Housing association defeats High Court claim for wrongful eviction

A tenant who alleged wrongful eviction by Clarion Housing Association has lost a High Court action in which His Honour Judge Simpkiss said he could not rely on any evidence given by the claimant unless backed up by “some other solid evidence”.

HHJ Simpkiss, sitting as a deputy judge of the High Court, added: “I am satisfied that his evidence has been designed by him to present a case that fits in with the result he wants to achieve and has little or no connection with the truth.”

The claimant claimed damages for alleged wrongful eviction from a one-bedroom flat in Chelsea because Clarion employees deceitfully engineered a claim that he had surrendered the tenancy and returned the keys.

HHJ Simpkiss said in his judgment communications between the parties were predominantly by email and the case turned on the authenticity of these.

The judge noted the case took nine days rather than the four planned and the number of documents and the way the claimant conducted his case meant “it could have been achieved in a shorter time but only if the claimant had been much more straightforward in his answers and had focussed on the matters that are in fact relevant to deciding this case”.

He added: “The claimant relied on witness statements he had made and was cross-examined at length. I’m afraid that I found him a very unreliable witness. The main (but not the only) reason that his cross-examination took so long was that he was extremely reluctant to accept anything.”

The judge said the central issue was the claimant’s purported belief that he was the victim of a conspiracy to remove him from the flat and enable someone else to occupy it instead.

Expert witnesses examined the emails, which if they were proved to have been sent by the claimant would undermine his case.

As a result, the judge said the claimant sent most if not all of the emails, and his attempts to deny that he sent them on technical grounds “cannot overcome the overwhelming other evidence that he did send them”.

He added it was “thoroughly dishonest” for the claimant to claim he did not send them, and later observed: “The claimant has lied to the court on a number of occasions.”
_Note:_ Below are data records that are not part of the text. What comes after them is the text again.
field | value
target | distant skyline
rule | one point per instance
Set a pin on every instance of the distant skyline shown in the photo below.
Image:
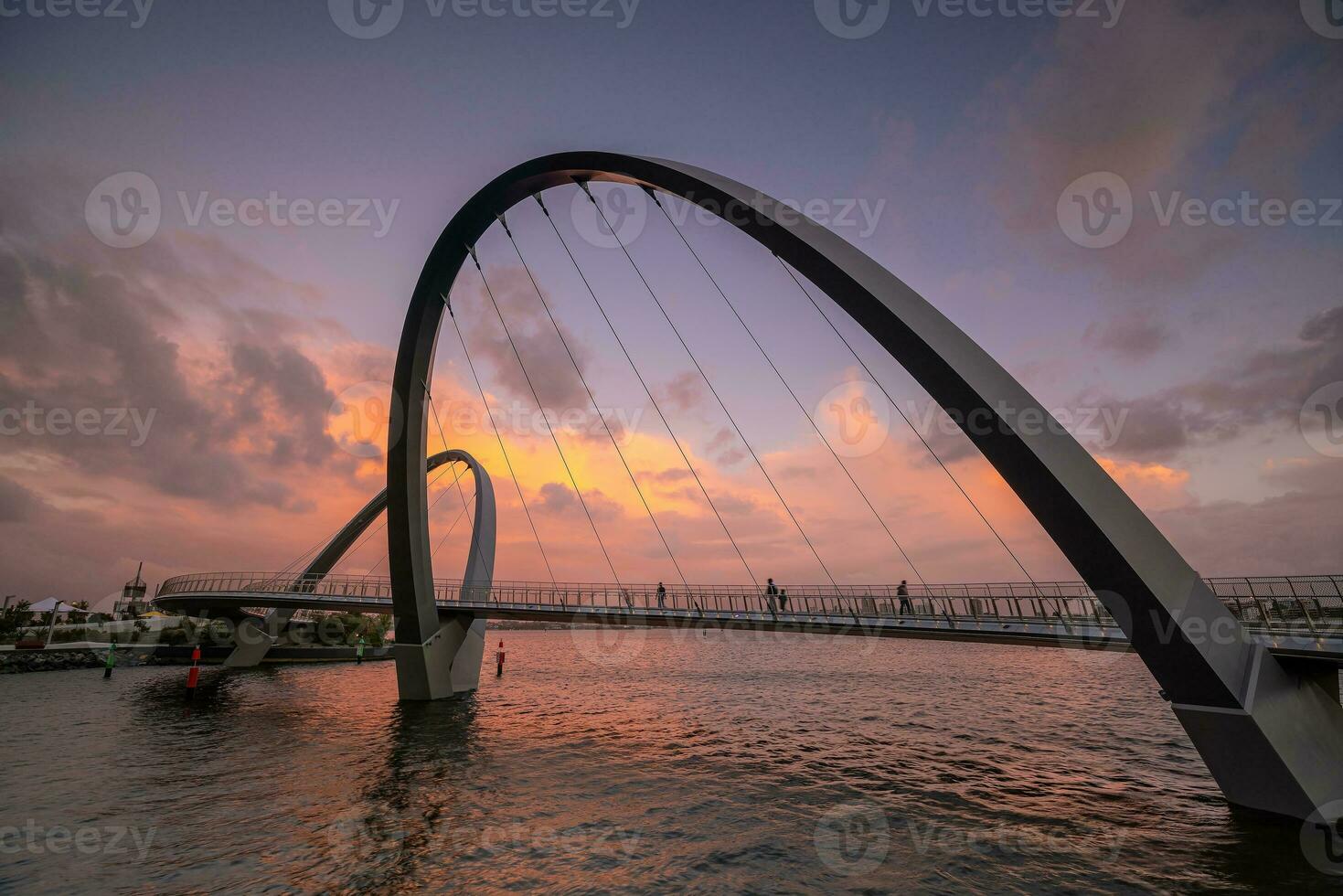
(286, 182)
There was an “inherent improbability” that the vast majority of the relevant emails had been concocted or altered.

HHJ Simpkiss went on: “Even if I had been satisfied that it would have been possible in theory for [Clarion staff] to tamper with the emails I would not have found that they had because, on the claimant’s case and evidence, they have created emails which he says he never sent but I can see no reason why a fraudster would want to create them in order to advance this fraud.”

The judge concluded: “I am therefore satisfied that the claimant was no longer a tenant of the Flat after 30th March 2020 and that his claims for unlawful eviction and breach of the covenant for quiet enjoyment fail and the claim is dismissed.” A short further hearing will deal with costs.

Michelle Caney, of St Philips Baristers, who acted for Clarion, said dismissal of the £1.1m claim for unlawful eviction ultimately turned on the claimant’s credibility and the authenticity of emails which, if genuine, “demonstrated that he had given notice to terminate his tenancy before returning his keys”.